Right after I spoke with my husband, once again learning that the closing day is not yet set, I looked at our TX realtors website to learn that the house that I really liked is under contract taking backups. Oh woe is me! I pouted. Woe. Is. Me. And then I saw that the other house I really liked is also under contract. Let the pouting continue in earnest.

As we finished packing and loading the 26 foot truck, that was nearly full, back during Holy Week, leaving for TX on while the rain poured down Easter Monday morning we fully expected to close and be in a home pretty quickly. After isolating for a couple of weeks we looked at homes here again, not being able to make a commitment as we had no idea when we would have money to purchase. After the second time we decided to wait. That house sale fell through. We understood. And so we waited. Going house hunting two weeks ago based on our understanding from people in the know that this could happen any day now. And that’s when it happened, yep, we had our top four.
Now if you’ve never purchased a home in Texas, allow me to share that real estate transactions move very quickly here. Once the home is listed it can be closed on within three weeks, allowing time for potential buyers to see the property. After the phone call I checked our real estate guys website, and it is now under contract. And that’s when the pouting with full bottom lip extension. I whined to a friend that if we knew then what we know now that I would have insisted on either a long term air bnb kind of thing or a short term lease. There are times when this hotel room gets pretty small. And then.

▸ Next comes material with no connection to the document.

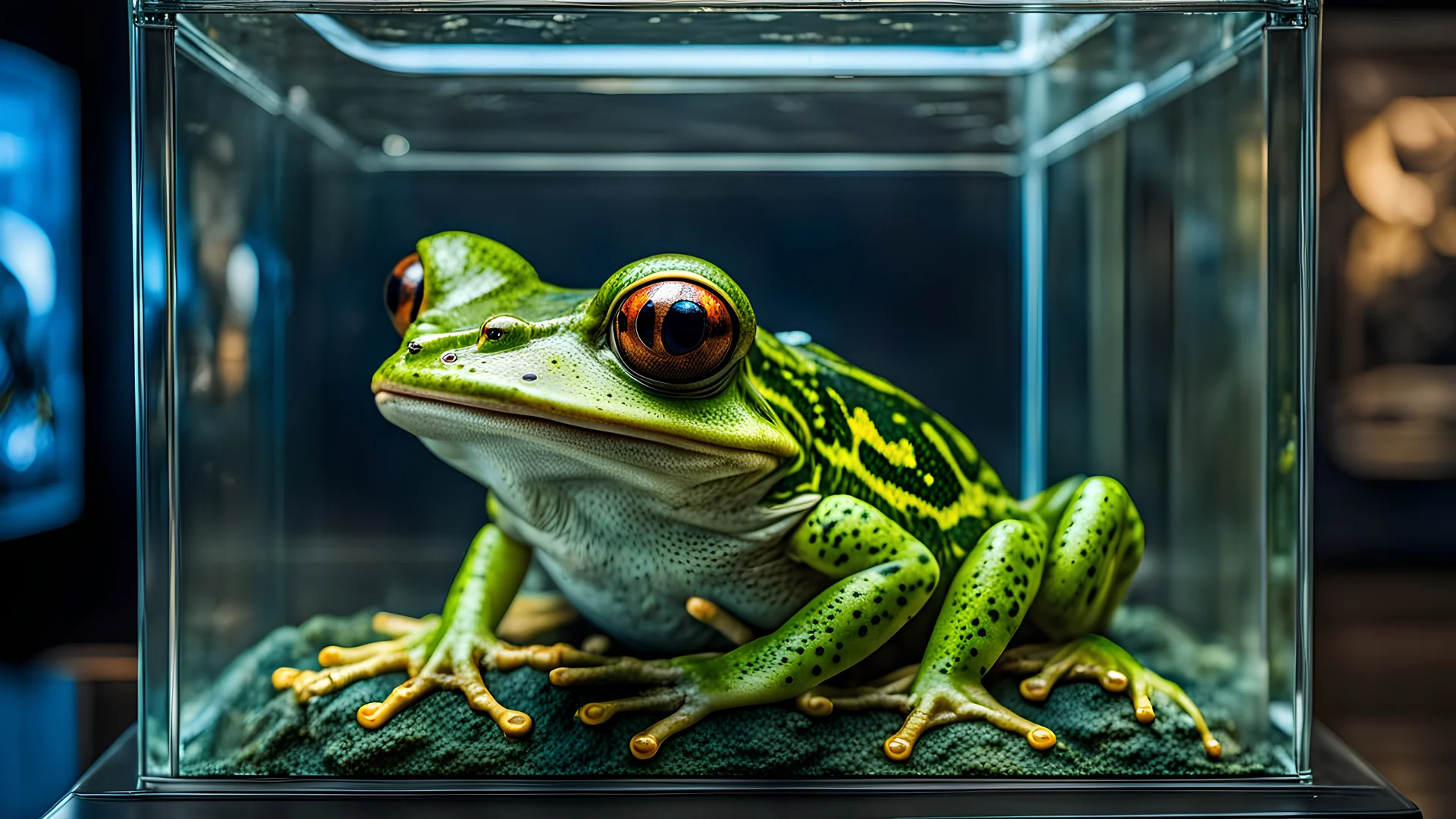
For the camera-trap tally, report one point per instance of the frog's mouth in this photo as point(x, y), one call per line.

Several days ago I saw that Caralyn at Beauty Beyond Bones had a new blog up on prayer, and I’d just received an email for a new Worth Revisiting post on Theology is a Verb. The first sentence reads, “God, I have found, is not outdone in generosity.” I laughed out loud. One thing I have said over, and over is that I’m glad I’m here in Texas with my Sweetie rather than by myself in New York. This current housing situation with the challenges of living is temporary, and will change, soonish.
When I laughed I was reminded that sometimes God answers with, “No” and “not yet” or “there’s something else”. “Yes” while hoped for, is not always the answer. Not for nothing God’s full-on generosity
yeah I paused there…as I typed the word generosity a song started playing with these lyrics: “when the going gets tough when my soul’s had enough I will worship I will praise Your Name when I need some relief I will lay at at your feet I will worship I will praise your name.” When I can find the song title and perhaps a video and share it with you. It was perfect for this particular moment. For this particular prayer.
God’s full on generosity is corrective, passionate, compassionate, loving, giving, taking, calling us to a greater joy, greater trust, greater compassion, a digging deeper, to that Truest sense of Reckless Abandon.

It took a moment to explain my laughter to my guy. For months now, probably years, “Trust Me” is the response when I’m listening in prayer. I know that as I plead God lead, as I wander off God guides, as I wander into things not of God, He protects. Particularly when in the midst of those ugly cries from a few years ago, in the midst of all the “I can’t possibly do this” and “I don’t know how to pray” and ” ” the words “Trust Me” have filled me with hope.